ヒーラーの参加
「メリアさんが俺たちに用事ってこと? 何かありました?」
表に居るメリアさんとフブルを家の中へと入れ込む俺。
先ほど彼女が敵かもしれないと言ったばかりだが、今現在は仲間である。
今のうちに友好度を上げておけばラスボス戦で味方に戻ってくれることもあるかもしれないので、親身になるのが大事だ。
「お兄、悪」
「......ピロ?」
ジトっとしたピロの眼が俺を捉える。
こいつは、どうやって俺の心理を読んでるんだ? やっぱり特殊スキル「分析眼」か? それともただ空気を読むのが得意なだけか?

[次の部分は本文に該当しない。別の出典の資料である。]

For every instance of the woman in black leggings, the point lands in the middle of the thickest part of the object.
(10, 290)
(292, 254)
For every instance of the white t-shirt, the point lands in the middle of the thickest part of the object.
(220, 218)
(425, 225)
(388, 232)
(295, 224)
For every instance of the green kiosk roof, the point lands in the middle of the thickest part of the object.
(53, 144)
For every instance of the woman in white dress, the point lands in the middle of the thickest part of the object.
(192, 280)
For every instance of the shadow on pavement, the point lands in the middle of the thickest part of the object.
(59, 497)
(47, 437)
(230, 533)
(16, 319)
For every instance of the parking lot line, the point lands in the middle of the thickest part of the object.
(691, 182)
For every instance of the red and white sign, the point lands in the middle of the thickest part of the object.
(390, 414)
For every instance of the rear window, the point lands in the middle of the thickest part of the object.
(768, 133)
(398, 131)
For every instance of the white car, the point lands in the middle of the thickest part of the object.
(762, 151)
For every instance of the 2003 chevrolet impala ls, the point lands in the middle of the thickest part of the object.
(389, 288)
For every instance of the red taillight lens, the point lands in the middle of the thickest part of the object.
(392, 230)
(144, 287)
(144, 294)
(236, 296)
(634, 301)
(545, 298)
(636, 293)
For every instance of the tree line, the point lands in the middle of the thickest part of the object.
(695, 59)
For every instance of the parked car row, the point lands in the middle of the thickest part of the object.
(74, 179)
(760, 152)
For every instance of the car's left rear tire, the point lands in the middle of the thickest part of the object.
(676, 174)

「えーと、実はパーティーのことなのですが......」
俺たち秘かなやり取りに気が付かず、メリアさんは相談事を切り出す。
「そのメンバーがご不満な結果になりました?」
「いや、そうではなく......」
「フブル、要点をまとめてくれ」
彼女が言い出さないので同行者に話を振る。俺は手短なのが好きなのだ。
「はい、私たちのパーティーにメリアさんが入ることになりました」
「......そうか」
「......」
フブルがきちんと説明してくれるが、俺とピロは反応に困る。まあ、彼女については謎だらけだからな。
「まったく、俺たちに確認くらいとってくれよ」
「まあ、別によろしいかと思いまして」
フブル、俺たちは誰とでもパーティーを組むと考えているらしい。まあ、ピロの分析眼の件がなければ正しいのだが。

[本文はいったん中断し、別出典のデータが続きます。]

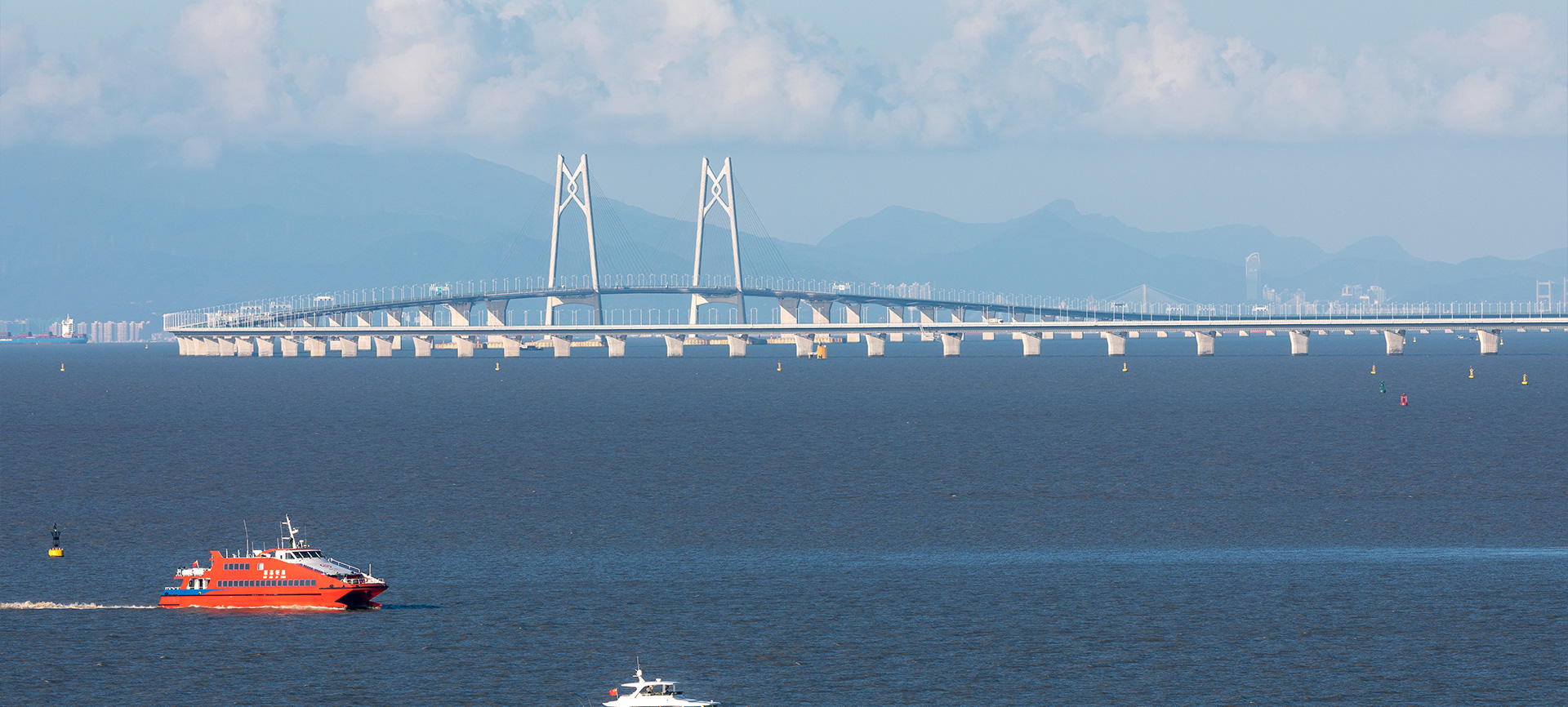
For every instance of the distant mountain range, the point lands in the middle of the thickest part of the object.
(124, 231)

「まあ、仲間が増えるのはいいことだ。改めてよろしく、メリアさん」
俺たちは元から三人パーティー。四人のほうがバランスがいいわけだし、受け入れよう。
「......」
「ピロー、挨拶せーい」
「......よろ」
「うーん、すみませんメリアさん。少し恥ずかしがっているみたいで」
ピロは俺以上にメリアさんを警戒しているらしい。まともに挨拶もしない。
「いいですよ。あ、私ヒーラーです」
「これで前衛と後衛が二対二になります。グラスさんも戦いやすくなりますよ」
ピロの態度を気にしない二人。パーティーの役割紹介をしている。
まあ、円満に事が運ばれているなら特に言うことはない。
「明日、一度パーティーの具合を見るためにクエストいかがでしょう? 作戦決行日に向けての練習をしといたほうがいいでしょう」
「そうだな。族長には、お前から言っといてくれフブル」
「かしこまりました。では、私はこの辺で」
「で、では私も失礼します」
話はまとまり、フブル、メリアさんは戻っていく。これにて、ひと段落。
「お兄、グラタンの続き」
ピロもようやくいつもの調子に戻る。
「ああ、せっかくだし明日の夜もこれにしよう」
「ぴーす」
俺たちは、非日常の中でも日常を求めている。このような時間、大事にしていきたいな。
派手になるのは、しばらく先になりそうです。